The Fed did not decide to expand its balance sheet, which isn’t surprising given the political brouhaha over its sharp rise during the severe recession.  A passive decrease in the central bank asset holdings as security holdings mature is likewise not being allowed.  A third decision to fortify the quality of the balance sheet was made, and this will occur because maturing mortgage-backed securities will be replaced with safer long-term Treasuries.  Bottom line here, policy is paused and will await further economic developments for future guidance.  The stance will not tighten in a de facto manner as the ECB is allowing, so if it is decided in the near future that more aggressive support is in fact needed, officials canl avoid the embarrassing confusion of aborting a process of balance sheet contraction and shifting to a second stage of quantitative easing, also known as QE2.

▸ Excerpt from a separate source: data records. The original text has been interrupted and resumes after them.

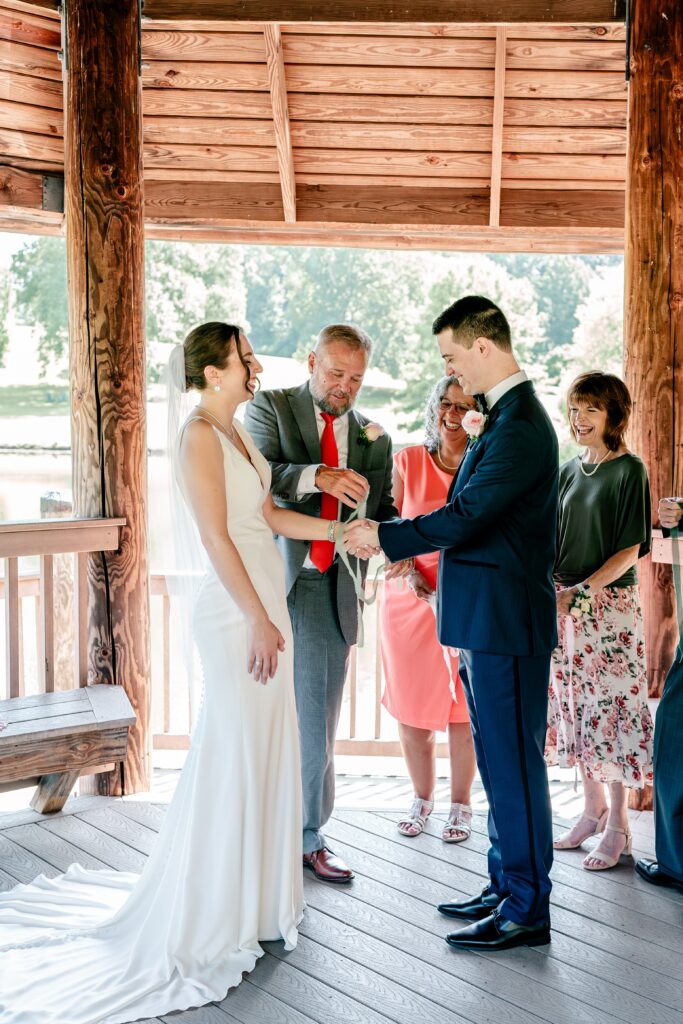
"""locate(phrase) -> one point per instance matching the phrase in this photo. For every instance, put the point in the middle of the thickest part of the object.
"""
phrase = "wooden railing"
(365, 728)
(364, 720)
(45, 540)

Tom Hoenig, President of the Kansas City Fed and a Ph.D. economist by training, dissented from the majority as he did at the March, April and June meetings.  He again objected to the reaffirmed conditional forecast that economic conditions “are likely to warrant exceptionally low levels of the federal funds rate for an extended period” and to today’s additional vote to not let the Fed’s longer-term security holdings diminish by attrition.  Hoenig alone among voting FOMC members dissented, as was the case at previous meetings.  His view of policy risks is not winning any converts.

Three notable downgrades in the Fed’s assessment of the economy were achieved by

  1. Adding the adjective “gradually” to the assertion that personal consumption is increasing.
  2. Deleting “significantly” from the prior statement’s assertion that “business spending on equipment and software has risen significantly.”
  3. Changing the forecast for the pace of economic recovery from “moderate for some time” to “more modest in the near term than had been anticipated.”

Today’s paragraph on inflation retains the same conclusion as before that such will be “subdued for some time” but underscores the undesirable downtrend in core inflation more emphatically.  In June when that observation first appeared, the statement merely read that “underlying inflation has trended lower,” whereas a time interval has now been added such that it reads, “measures of underlying inflation have trended lower in recent quarters.”

Interestingly, Fed officials continue to call unemployment “high” but remain conspicuously silent about the woefully low level of employment. The 29K deficiency of actual jobs at present from their 1980-99 growth trend-line is the most pressing threat to U.S. democracy at present, and the Fed is mandated to maximize employment, not minimize unemployment.  Bonds had a sharper reaction to the Fed’s statement than stocks.  The 2.76% yield on 10-year Treasuries is five basis points lower than at the time of the statement’s release, and the DJIA shaved only 39 points off its daily loss and closed still 55 points weaker on balance.  The dollar lost ground, too. 

The message one is left to absorb is that the U.S. economic recovery may be in the kind of funk in which Japan has languished for the past twenty years.  Unlike the aftermath of the last big U.S. recession and robust expansions this year in emerging Asia and Latin America, the U.S. business cycle isn’t conforming to the pattern that the harder it falls, the stronger it rebounds.  Over the 13 months following the 1981-2 U.S. recession, jobs advanced by 3.34 million workers, whereas employment last month was 398K lower than at mid-2009.  The table below compares real GDP growth (annualized) in the first four quarters of the 1980’s business recovery in the United States to growth in the four quarters since the recent recession.

  1Q83 to 4Q83 3Q09 to 2Q10
1st quarter 5.1% 1.6%
2nd quarter 9.3% 5.0%
3rd quarter 8.1% 3.7%
4th quarter 8.5% 2.4%

If the United States is unable to be an engine of world growth, conditions in China, India, and other developing economies become even more crucial.  China will be reporting several more indicators on Wednesday.  Tuesday’s offerings were softer than anticipated.